Faculty members Heidi Zinzow and Martie Thompson brought forward in 2016 a vision of educating students on suicide prevention by establishing the Tigers Together initiative. By integrating evidence-based practices with campus resources, Tigers Together has become a cornerstone of mental health advocacy — equipping students, faculty and staff with skills to identify and support those at risk of suicide.
They quickly enlisted the help of Healthy Campus, the educational arm of Student Health Services, to help not only with the instruction of a new Creative Inquiry + Undergraduate Research (CI) course, but also to spearhead advocacy training to equip a network of individuals with the requisite knowledge, empathy and skills to be able to recognize warning signs, engage in mental health conversations and connect students in crisis with appropriate resources.
Thompson has since moved on to another university, while Zinzow remains a professor in the Department of Psychology and invaluable contributor to the initiative. Today, the Tigers Together CI is led by Delana Reynolds, who serves as assistant director of suicide prevention and mental health initiatives for Healthy Campus.
Students enrolled in the CI conduct research activity related to suicide prevention and spearhead several important initiatives, such as planning the Out of the Darkness Campus Walk each spring and hosting different activities as part of National Suicide Prevention Awareness Month.

Sarah King and Caroline Ruby are both juniors in the Tigers Together CI, and both discovered it through word of mouth.
“It’s an amazing way to have a hands-on impact with mental health on campus,” says Ruby, a student assistant in the Academic Success Center. “Since joining the CI, I’ve been able to make a difference through tabling and raising awareness about our resources.

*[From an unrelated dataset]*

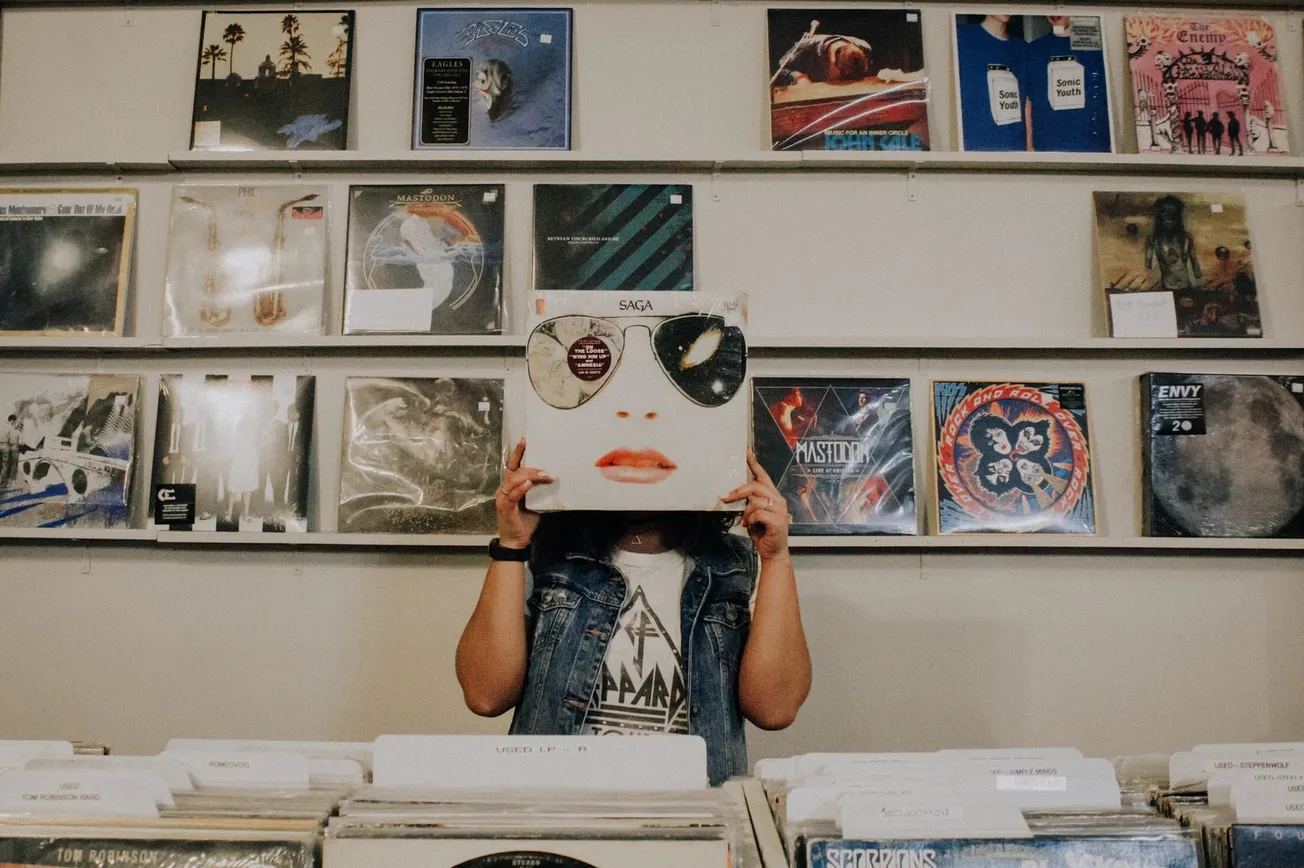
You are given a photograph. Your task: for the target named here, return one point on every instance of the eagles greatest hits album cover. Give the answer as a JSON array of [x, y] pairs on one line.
[[840, 450]]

I never saw myself as the biggest research person, but this CI has been the perfect balance.”
Both students were part of the course last fall and were part of a benchmarking project that examined Clemson’s mental health resources in relation to peer institutions. King’s research centered on improving communication with students. During a group presentation, she broke down in detail West Virginia University’s approach of sending a monthly newsletter directly from its counseling center — hoping to pass along best practices to University staff in attendance.
“I knew I was passionate about mental health, but I wasn’t really doing anything about it,” she says. “CI has given me so many opportunities and made a big difference.”
Thomas Ross was also part of the Tigers Together CI last fall and conducted his own benchmarking of Duke University’s mental health services. But it wasn’t his only involvement; he’s also participated in an industrial engineering CI studying data at Prisma Health in Greenville.
“Creative Inquiry has changed my perspective as an undergraduate student,” he says. “It’s helped me develop more skills, allowed me to travel and introduced me to new opportunities.”
Just like thousands of students before him.